Hemangioblastoma, case 2

CLINICAL HISTORY:
This 43-year old female patient is known to have von Hippel-Lindau disease. Fifteen years ago she underwent resection of a right cerebellar hemangioblastoma. For the last 2 years progressive walking problems occur. Now she complains of rapidly progressive gait instability, disequilibrium and weakness in all four extremities.

NEUROLOGICAL EXAMINATION: The gait is extremely spastic, broadbased and shuffling. There is a pronounced tendency to fall with severe dysmetria and dysdiadochokinesia. Paresis of all four extremities is noted, with hyperreflexia of the biceps and patellar tendon.

MRI:
a) CORONAL GADOLINIUM-ENHANCED SPIN-ECHO SEQUENCE OF THE CRANIOCERVICAL TRANSITION (IMAGES 1 - 2 - 3): A small enhancing nodule (arrowhead image 1) is seen in the left cerebellar hemisphere. In the cervical medulla, at the C2-C3 level, an intensely enhancing mass is seen. Above the lesion a cluster of serpiginous signal voids (arrow) is seen, representing draining veins. Enlargement of the spinal cord is noted.
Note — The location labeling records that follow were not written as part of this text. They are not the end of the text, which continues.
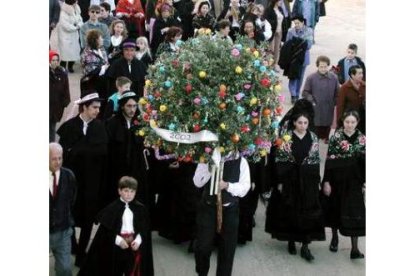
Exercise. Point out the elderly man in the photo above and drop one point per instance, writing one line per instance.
(62, 192)
(84, 141)
(93, 23)
(128, 66)
(321, 89)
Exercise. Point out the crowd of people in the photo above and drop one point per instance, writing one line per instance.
(101, 172)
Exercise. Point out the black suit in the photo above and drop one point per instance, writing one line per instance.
(60, 207)
(137, 75)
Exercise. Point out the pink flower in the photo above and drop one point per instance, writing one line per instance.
(362, 140)
(344, 145)
(286, 147)
(197, 101)
(235, 52)
(247, 86)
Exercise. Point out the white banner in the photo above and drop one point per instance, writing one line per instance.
(185, 137)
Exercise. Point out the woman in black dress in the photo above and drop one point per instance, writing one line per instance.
(294, 213)
(344, 183)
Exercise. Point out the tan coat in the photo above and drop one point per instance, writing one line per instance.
(67, 32)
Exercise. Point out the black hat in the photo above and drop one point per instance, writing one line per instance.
(89, 96)
(128, 43)
(126, 96)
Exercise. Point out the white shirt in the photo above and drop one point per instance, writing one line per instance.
(127, 225)
(57, 173)
(202, 176)
(85, 125)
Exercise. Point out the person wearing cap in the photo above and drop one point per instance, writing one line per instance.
(59, 95)
(132, 13)
(62, 194)
(202, 18)
(85, 146)
(128, 66)
(68, 33)
(94, 62)
(126, 149)
(93, 23)
(161, 26)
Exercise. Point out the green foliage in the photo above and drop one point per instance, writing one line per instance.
(200, 89)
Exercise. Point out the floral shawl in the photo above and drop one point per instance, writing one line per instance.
(284, 149)
(340, 148)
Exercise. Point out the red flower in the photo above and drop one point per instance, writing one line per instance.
(265, 82)
(344, 145)
(175, 63)
(361, 140)
(244, 129)
(222, 94)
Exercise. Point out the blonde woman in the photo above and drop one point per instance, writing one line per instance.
(144, 51)
(118, 33)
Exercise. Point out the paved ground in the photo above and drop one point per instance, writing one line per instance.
(345, 23)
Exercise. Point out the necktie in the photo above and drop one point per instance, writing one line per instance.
(54, 185)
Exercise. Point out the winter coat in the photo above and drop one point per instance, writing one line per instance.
(67, 32)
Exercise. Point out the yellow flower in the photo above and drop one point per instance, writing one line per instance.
(202, 74)
(278, 88)
(163, 107)
(286, 137)
(142, 101)
(253, 101)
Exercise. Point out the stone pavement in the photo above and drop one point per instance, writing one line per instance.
(344, 24)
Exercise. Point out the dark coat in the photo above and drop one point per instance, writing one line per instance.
(60, 208)
(120, 68)
(292, 57)
(295, 213)
(345, 207)
(342, 73)
(59, 95)
(157, 36)
(105, 258)
(270, 15)
(86, 156)
(126, 157)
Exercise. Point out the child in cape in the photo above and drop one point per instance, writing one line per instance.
(122, 244)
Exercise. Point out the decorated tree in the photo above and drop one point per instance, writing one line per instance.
(210, 88)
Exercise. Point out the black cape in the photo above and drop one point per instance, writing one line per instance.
(296, 213)
(86, 156)
(126, 157)
(104, 257)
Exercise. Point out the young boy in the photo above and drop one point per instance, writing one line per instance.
(122, 84)
(347, 62)
(122, 244)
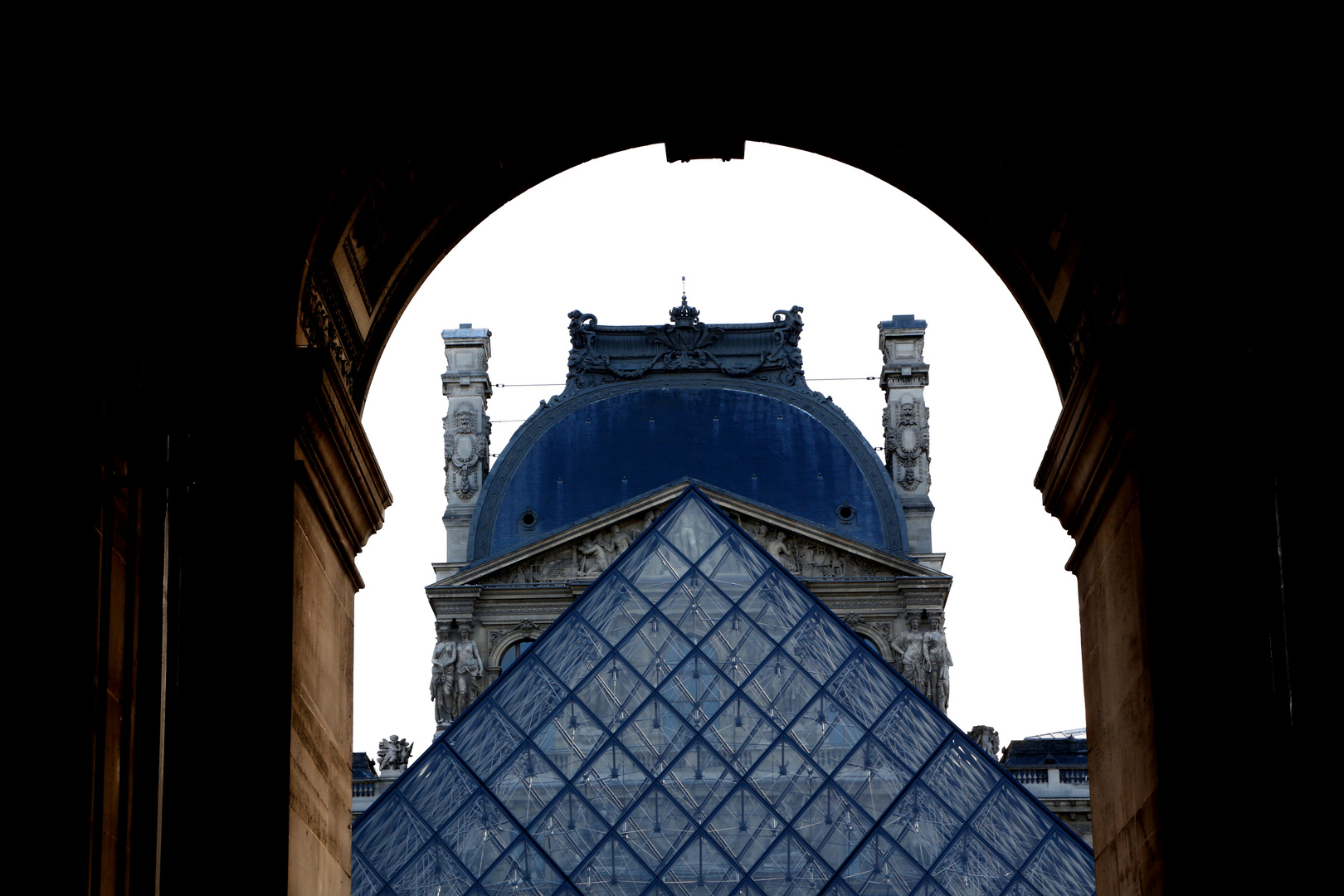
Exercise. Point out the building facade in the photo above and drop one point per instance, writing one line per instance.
(699, 723)
(1054, 770)
(647, 410)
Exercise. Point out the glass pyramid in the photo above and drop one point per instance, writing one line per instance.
(698, 724)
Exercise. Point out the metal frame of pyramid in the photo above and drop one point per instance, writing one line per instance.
(699, 724)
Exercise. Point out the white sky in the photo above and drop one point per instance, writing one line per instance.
(782, 227)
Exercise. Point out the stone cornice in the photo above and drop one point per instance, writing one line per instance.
(905, 568)
(1090, 450)
(334, 461)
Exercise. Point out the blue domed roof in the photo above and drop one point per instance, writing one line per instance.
(648, 406)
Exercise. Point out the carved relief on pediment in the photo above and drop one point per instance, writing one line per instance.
(587, 557)
(806, 558)
(583, 558)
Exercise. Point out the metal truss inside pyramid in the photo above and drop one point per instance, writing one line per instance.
(699, 724)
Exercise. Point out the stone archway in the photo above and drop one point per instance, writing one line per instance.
(1077, 236)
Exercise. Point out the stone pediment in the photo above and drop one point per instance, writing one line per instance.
(583, 551)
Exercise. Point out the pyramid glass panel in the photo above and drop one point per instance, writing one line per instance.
(655, 735)
(962, 776)
(832, 825)
(880, 868)
(696, 691)
(523, 871)
(655, 649)
(971, 868)
(435, 872)
(656, 828)
(438, 785)
(782, 689)
(611, 781)
(613, 607)
(699, 779)
(776, 603)
(693, 528)
(921, 825)
(480, 833)
(527, 783)
(613, 692)
(699, 724)
(737, 646)
(695, 606)
(570, 737)
(734, 564)
(569, 830)
(819, 645)
(1011, 824)
(611, 871)
(654, 566)
(741, 733)
(392, 837)
(702, 869)
(791, 869)
(572, 649)
(745, 826)
(825, 731)
(785, 778)
(530, 694)
(873, 777)
(866, 687)
(1064, 867)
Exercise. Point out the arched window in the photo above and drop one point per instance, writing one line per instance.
(514, 655)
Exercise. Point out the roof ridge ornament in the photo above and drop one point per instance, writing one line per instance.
(684, 314)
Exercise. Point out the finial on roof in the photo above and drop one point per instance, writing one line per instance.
(684, 314)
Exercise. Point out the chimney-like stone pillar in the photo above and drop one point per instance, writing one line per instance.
(466, 431)
(906, 422)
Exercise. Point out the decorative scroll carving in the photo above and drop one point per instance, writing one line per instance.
(394, 752)
(908, 440)
(683, 345)
(465, 449)
(986, 738)
(321, 329)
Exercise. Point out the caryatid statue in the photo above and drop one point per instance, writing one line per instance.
(441, 677)
(910, 659)
(394, 752)
(466, 670)
(937, 661)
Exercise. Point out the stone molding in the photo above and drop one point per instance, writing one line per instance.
(901, 567)
(334, 460)
(1090, 450)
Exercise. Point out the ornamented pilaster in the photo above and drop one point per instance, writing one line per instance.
(905, 422)
(466, 430)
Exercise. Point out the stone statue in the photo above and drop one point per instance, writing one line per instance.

b) SAGITTAL GD-ENHANCED SPIN-ECHO SEQUENCE (IMAGES 4 AND 5): The enhancing mass (arrowheads) and the draining veins are seen.

ANGIOGRAPHY:
a) ANTEROPOSTERIOR (IMAGE 6) AND LATERAL (IMAGE 7) PROJECTION OF THE LEFT VERTEBRAL ARTERY INJECTION, ARTERIAL PHASE: A hypervascular nodule is identified (arrowheads) in the left cerebellar hemisphere and the spinal cord.

b) ANTEROPOSTERIOR (IMAGE 8) AND LATERAL (IMAGE 9) PROJECTION OF THE RIGHT VERTEBRAL ARTERY INJECTION: An intense tumoral stain (arrowheads) is seen as are hypertrophic and tortuous draining veins (arrow).

RADIOLOGICAL DIAGNOSIS is cerebellar and spinal cord hemangioblastoma.

No surgical or pathological confirmation of these new lesions is available.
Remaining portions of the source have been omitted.